The restructuring of more than $8 billion of Puerto Rico Electric Power Authority debt took another step forward Monday when bond insurers National Public Finance Guarantee and Syncora Guarantee said they support it.

“Following the restructuring of the COFINA transaction earlier this year, we’ve moved another step closer to resolving all of National’s Puerto Rico exposure by joining the RSA that provides a blueprint for the restructuring of our insured PREPA bonds” said Bill Fallon, CEO of National Public Finance Guarantee Corp. He referred to the Puerto Rico Sales Tax Financing Corp.'s bond restructuring approved in early February.

“We look forward to working cooperatively with the government of Puerto Rico, the Oversight Board and other creditors on the closing of this transaction, and to restructuring our remaining exposure to the island,” Fallon said.

PREPA power plant in Guayanilla
ORLANDO ROSADO

In May Assured Guaranty announced that it was supporting the Restructuring Support Agreement, which defines the bond restructuring terms.

The effort to restructure PREPA's debt dates back to July 2014 when when the utility was forced to draw on its debt service reserve -- foreshadowing the territory's descent into the biggest municipal bankruptcy.

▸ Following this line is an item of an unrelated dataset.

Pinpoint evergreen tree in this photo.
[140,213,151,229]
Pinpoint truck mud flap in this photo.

According to the Puerto Rico Oversight Board formed in 2016, the agreement now has been formally supported by the holders of about 90% of all uninsured bonds and all PREPA bond insurers. Normally, the agreement would need to be supported by at least two thirds of all voters in each bondholder class and by at least half of all those eligible to vote in the class.

To go forward, Puerto Rico Title III bankruptcy Judge Laura Taylor Swain would also have to approve the deal and the approval would have to survive any appeals.

“The addition of Syncora and National to the RSA provides significant certainty to the restructuring not only of PREPA’s bonds, but to the transformation of PREPA to a modern, efficient power utility able to deliver clean, reliable and affordable energy to the people and businesses of Puerto Rico,” the board said in a written statement.

The board said the agreement with National and Syncora doesn’t change the “economic terms.” According to these terms, bondholders would exchange outstanding PREPA debt for two new classes of bonds. Tranche A, which is expected to mature in 40 years, would be exchanged at 67.5 cents on the dollar of existing bonds. A second group of Tranche B “growth” bonds, which would be tied to the economic recovery of Puerto Rico and mature in 45 years, would be exchanged for 10 cents on the dollar of existing bonds.

As with the deal for Assured, National and Syncora will be able to choose among have several options to deal with their exposure to PREPA bonds.

In other PREPA news, in the last few days there have been an increasing number of calls in Puerto Rico for the dismissal of PREPA’s executive director, José Ortiz, and for investigations of the authority’s contracts. On Sunday Puerto Rico House Rep. Luis Raúl Torres and Javier Aponte Dalmau held a press conference calling for these things.

They complained that under Ortiz, PREPA has approved contracts without Energy Bureau approval.

Aponte Dalmau said that Ortiz had improperly hired José Pérez Canabal as a vice president. They say that Pérez Canabal has a conflict of interest and that it is Ortiz’s responsibility to do what Canabal has been hired to do.

On Friday Puerto Rico Senate Minority Leader Eduardo Bhatia filed a resolution in the Senate to investigate the work done by companies and consultants for PREPA.

On Monday the leader of PREPA’s association of retirees and the leader of PREPA’s main union also called for Ortiz to be dismissed.